Die weiße Fassade im Siegerentwurf des renommierten Berliner Architektenbüros Max Dudler ist fein perforiert, erinnert leicht an die Außenwand des früheren Horten-Kaufhauses in der Innenstadt. Den Zuschlag erhielt das Modell aber vor allem aufgrund einer klaren und einfachen Aufteilung der Bibliothek in Bereiche der Lektüre und des sozialen Austauschs.

Kommunikation und Konzentration

Architekt Dudler spricht von einer Anordnung der UB in »zwanzig Kerne«. Man freue sich »über ein herausragendes Konzept für eine Bibliothek des 21. Jahrhunderts«, hebt der leitende Direktor der UB, Dr. Peter Reuter, hervor. Der Entwurf zeichne sich durch eine »klare Gliederung« und ein »ausbalanciertes Verhältnis der Areale für Kommunikation und Konzentration« aus.

Bibliotheken sterben nicht aus

Darüber hinaus gewinne die Bibliothek »deutlich an Aufenthaltsqualität«. In jedem Stockwerk soll es Bereiche zum gemeinsamen Zusammensitzen für Studenten geben. Zwar verzeichne man inzwischen doppelt so viele Downloads von Publikationen als Ausleihen von gedruckten Büchern sowie Zeitschriften, sagt Reuter. Doch die UB gewinne als »Ort des Begegnens« zunehmend an Bedeutung.

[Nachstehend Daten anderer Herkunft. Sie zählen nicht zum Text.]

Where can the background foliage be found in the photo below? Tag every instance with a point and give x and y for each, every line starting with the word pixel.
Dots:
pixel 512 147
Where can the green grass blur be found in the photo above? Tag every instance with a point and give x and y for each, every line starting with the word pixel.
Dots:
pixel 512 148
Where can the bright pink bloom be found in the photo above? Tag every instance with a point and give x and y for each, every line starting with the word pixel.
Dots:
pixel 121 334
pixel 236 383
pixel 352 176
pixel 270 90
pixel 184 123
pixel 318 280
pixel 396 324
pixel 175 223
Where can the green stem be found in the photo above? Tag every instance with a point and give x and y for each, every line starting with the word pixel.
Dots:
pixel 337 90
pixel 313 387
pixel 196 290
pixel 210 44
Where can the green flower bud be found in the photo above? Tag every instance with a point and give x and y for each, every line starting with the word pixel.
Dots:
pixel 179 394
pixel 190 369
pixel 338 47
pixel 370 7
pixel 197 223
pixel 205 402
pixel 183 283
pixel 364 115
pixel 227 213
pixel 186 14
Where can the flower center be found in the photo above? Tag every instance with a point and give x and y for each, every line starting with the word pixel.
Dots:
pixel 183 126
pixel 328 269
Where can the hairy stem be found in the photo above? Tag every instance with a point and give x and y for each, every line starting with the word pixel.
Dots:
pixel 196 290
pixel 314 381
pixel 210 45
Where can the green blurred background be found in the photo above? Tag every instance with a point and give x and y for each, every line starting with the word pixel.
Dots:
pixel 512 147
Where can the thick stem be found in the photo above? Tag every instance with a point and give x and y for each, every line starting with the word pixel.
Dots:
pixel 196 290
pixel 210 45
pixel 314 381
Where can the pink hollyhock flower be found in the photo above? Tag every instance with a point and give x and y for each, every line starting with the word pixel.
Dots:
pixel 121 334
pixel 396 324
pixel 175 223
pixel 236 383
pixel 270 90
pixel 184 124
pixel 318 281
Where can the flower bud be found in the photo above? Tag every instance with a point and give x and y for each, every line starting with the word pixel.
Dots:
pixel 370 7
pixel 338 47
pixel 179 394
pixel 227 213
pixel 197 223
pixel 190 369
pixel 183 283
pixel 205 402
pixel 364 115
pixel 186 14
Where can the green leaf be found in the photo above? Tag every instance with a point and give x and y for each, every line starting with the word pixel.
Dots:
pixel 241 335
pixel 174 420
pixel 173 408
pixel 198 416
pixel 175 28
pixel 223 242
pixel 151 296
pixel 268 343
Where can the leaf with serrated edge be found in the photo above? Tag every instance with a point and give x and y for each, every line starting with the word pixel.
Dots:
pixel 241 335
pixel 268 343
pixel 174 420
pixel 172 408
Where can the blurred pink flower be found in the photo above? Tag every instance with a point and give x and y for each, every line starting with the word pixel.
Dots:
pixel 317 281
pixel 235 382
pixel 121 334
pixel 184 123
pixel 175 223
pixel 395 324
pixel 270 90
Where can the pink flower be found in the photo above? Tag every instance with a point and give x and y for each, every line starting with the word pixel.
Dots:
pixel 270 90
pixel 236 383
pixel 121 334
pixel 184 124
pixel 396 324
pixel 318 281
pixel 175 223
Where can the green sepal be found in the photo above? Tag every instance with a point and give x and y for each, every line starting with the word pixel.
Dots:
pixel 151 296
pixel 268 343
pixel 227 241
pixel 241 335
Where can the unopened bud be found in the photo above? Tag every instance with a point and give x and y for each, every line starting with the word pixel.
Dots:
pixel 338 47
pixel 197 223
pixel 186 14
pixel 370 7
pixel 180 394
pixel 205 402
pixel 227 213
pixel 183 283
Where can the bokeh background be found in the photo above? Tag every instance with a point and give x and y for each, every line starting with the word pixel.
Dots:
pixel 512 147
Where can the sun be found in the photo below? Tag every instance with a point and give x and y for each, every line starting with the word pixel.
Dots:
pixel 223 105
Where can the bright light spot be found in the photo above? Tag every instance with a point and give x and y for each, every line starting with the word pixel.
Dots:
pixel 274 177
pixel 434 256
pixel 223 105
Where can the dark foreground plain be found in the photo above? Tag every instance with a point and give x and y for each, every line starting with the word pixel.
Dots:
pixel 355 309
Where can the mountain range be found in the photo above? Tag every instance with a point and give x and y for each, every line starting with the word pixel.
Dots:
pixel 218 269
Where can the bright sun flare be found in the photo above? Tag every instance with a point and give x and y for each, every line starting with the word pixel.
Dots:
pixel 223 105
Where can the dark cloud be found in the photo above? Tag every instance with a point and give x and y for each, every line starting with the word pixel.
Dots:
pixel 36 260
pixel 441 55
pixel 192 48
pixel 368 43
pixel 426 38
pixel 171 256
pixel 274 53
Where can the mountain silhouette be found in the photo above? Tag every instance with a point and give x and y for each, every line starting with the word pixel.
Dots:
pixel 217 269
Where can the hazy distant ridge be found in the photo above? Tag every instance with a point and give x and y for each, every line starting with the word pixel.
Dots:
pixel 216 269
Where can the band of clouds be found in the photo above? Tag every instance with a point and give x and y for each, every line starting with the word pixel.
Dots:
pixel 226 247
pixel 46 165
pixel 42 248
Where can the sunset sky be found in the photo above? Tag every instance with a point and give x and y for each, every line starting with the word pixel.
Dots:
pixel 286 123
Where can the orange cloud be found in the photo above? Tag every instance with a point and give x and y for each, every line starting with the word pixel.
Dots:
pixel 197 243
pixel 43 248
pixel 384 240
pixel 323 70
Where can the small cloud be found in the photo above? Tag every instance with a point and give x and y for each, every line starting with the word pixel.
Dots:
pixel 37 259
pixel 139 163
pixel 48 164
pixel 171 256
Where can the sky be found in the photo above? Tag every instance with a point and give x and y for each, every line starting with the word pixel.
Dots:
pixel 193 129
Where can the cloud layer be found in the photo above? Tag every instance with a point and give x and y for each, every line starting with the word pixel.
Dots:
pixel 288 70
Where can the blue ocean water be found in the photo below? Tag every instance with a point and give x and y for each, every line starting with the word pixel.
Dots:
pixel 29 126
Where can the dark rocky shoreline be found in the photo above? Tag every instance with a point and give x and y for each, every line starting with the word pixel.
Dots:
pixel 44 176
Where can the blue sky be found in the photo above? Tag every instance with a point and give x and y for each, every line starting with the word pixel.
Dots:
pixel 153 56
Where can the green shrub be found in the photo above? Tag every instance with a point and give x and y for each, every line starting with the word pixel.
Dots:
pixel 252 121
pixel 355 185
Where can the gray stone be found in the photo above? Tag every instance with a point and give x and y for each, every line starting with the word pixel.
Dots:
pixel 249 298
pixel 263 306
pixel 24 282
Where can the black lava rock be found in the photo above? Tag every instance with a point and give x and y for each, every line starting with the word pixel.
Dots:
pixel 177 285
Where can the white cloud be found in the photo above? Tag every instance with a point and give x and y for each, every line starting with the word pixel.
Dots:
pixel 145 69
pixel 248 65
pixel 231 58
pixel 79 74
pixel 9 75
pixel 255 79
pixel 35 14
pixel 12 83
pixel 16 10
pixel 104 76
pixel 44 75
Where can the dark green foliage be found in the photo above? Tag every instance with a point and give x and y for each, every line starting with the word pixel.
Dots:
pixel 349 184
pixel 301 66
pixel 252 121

Ausstellung zeigt Entwürfe
Wer das Aussehen der neuen UB in Augenschein nehmen will, kann die Entwürfe in einer Ausstellung im Uni-Hauptgebäude einsehen. Bis 14. April ist die Schau montags bis freitags von 9 bis 18 Uhr geöffnet. Zu sehen sind auch die Entwürfe für den Neubau des Graduiertenzentrums Kulturwissenschaften. Transparent und lichtdurchflutet ist das Gebäude am Alten Steinbacher Weg konzipiert. Gewinner des Architektenwettbewerbs sind die Meurer Generalplaner GmbH aus Frankfurt und das Luxemburger Büro »a+a architecture et aménagement« Zwischen elf und zwölf Millionen Euro kostet der Bau, war aus Kreisen des Wettbewerbs zu erfahren.


Architekt Dudler erläutert, die bisherige weitgehende räumliche Trennung von Büchern und Lesesälen in der Gießener UB werde aufgehoben. Im dritten Obergeschoss ermögliche ein »Learning Center« Lektüre und Austausch sowie Diskussion unter Studenten gleichzeitig. Die Bibliothek müsse »als sozialer und extrovertierter Ort den Ansprüchen der Benutzer auf ganz neuen Ebenen gerecht werden«, sagt der Architekt. Ein »zeitloses Haus als Hort des Wissens« schwebe ihm vor.

Seminargebäude wird eingeweiht

So nimmt die Umgestaltung des Campus am Philosophikum allmählich Formen an. Zum Sommersemester, das im April startet, wird ein Seminargebäude – das erste Haus im Rahmen des Umbaus – eingeweiht.